E2EDev: Benchmarking Large Language Models in End-to-End Software Development Task¶
Conference: ACL 2026 arXiv: 2510.14509 Code: https://github.com/SCUNLP/E2EDev Area: LLM Evaluation Keywords: end-to-end software development, behavior-driven development, benchmark, multi-agent coding, requirements verification
TL;DR¶
This paper proposes E2EDev, an end-to-end software development benchmark grounded in Behavior-Driven Development (BDD) principles. It comprises 46 real-world web projects, 244 fine-grained requirements, and 703 executable BDD tests. Evaluation reveals that even the strongest LLMs (Claude series) achieve no more than 60% requirement accuracy, and that the interaction overhead of multi-agent frameworks is disproportionate to their performance gains.
Background & Motivation¶
Background: LLM-driven end-to-end software development (E2ESD) is evolving from function-level code generation toward full-project automation. Existing frameworks span multi-agent approaches (ChatDev, MetaGPT) and single-agent approaches (GPT-Engineer), yet evaluation methodology lags significantly behind framework development.
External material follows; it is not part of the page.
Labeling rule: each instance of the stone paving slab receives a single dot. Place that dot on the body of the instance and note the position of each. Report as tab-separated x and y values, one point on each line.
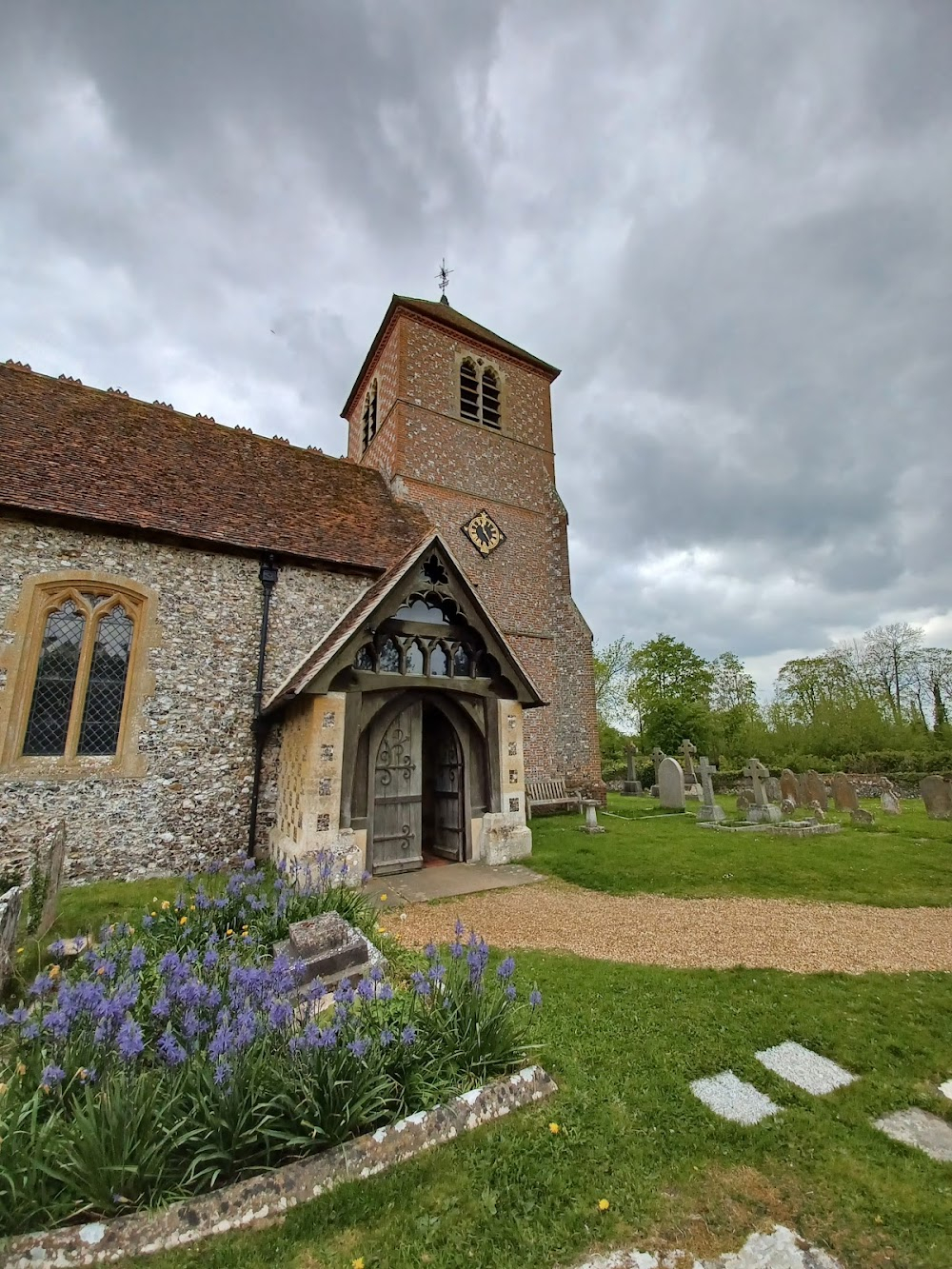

Limitations of Prior Work: (1) Existing benchmarks (SoftwareDev, SRDD) rely on coarse-grained requirement descriptions as input — vague phrasings such as "manage words" fail to specify whether users need editing, bookmarking, or deletion functionality; (2) Evaluation depends on subjective human judgment or heuristic metrics, lacking a systematic methodology grounded in software engineering standards, rendering cross-framework comparisons inconsistent and unreliable.
Key Challenge: E2ESD tasks require simultaneously performing high-level planning (deciding what to build) and fine-grained functional implementation (precisely satisfying requirement details). Ambiguous requirements and unreliable evaluation in existing benchmarks prevent a genuine understanding of where framework capabilities break down.
Goal: (1) Construct an E2ESD benchmark with fine-grained requirement specifications; (2) Design an automated BDD-based evaluation pipeline; (3) Systematically analyze the actual capabilities and failure modes of various frameworks and LLMs on E2ESD tasks.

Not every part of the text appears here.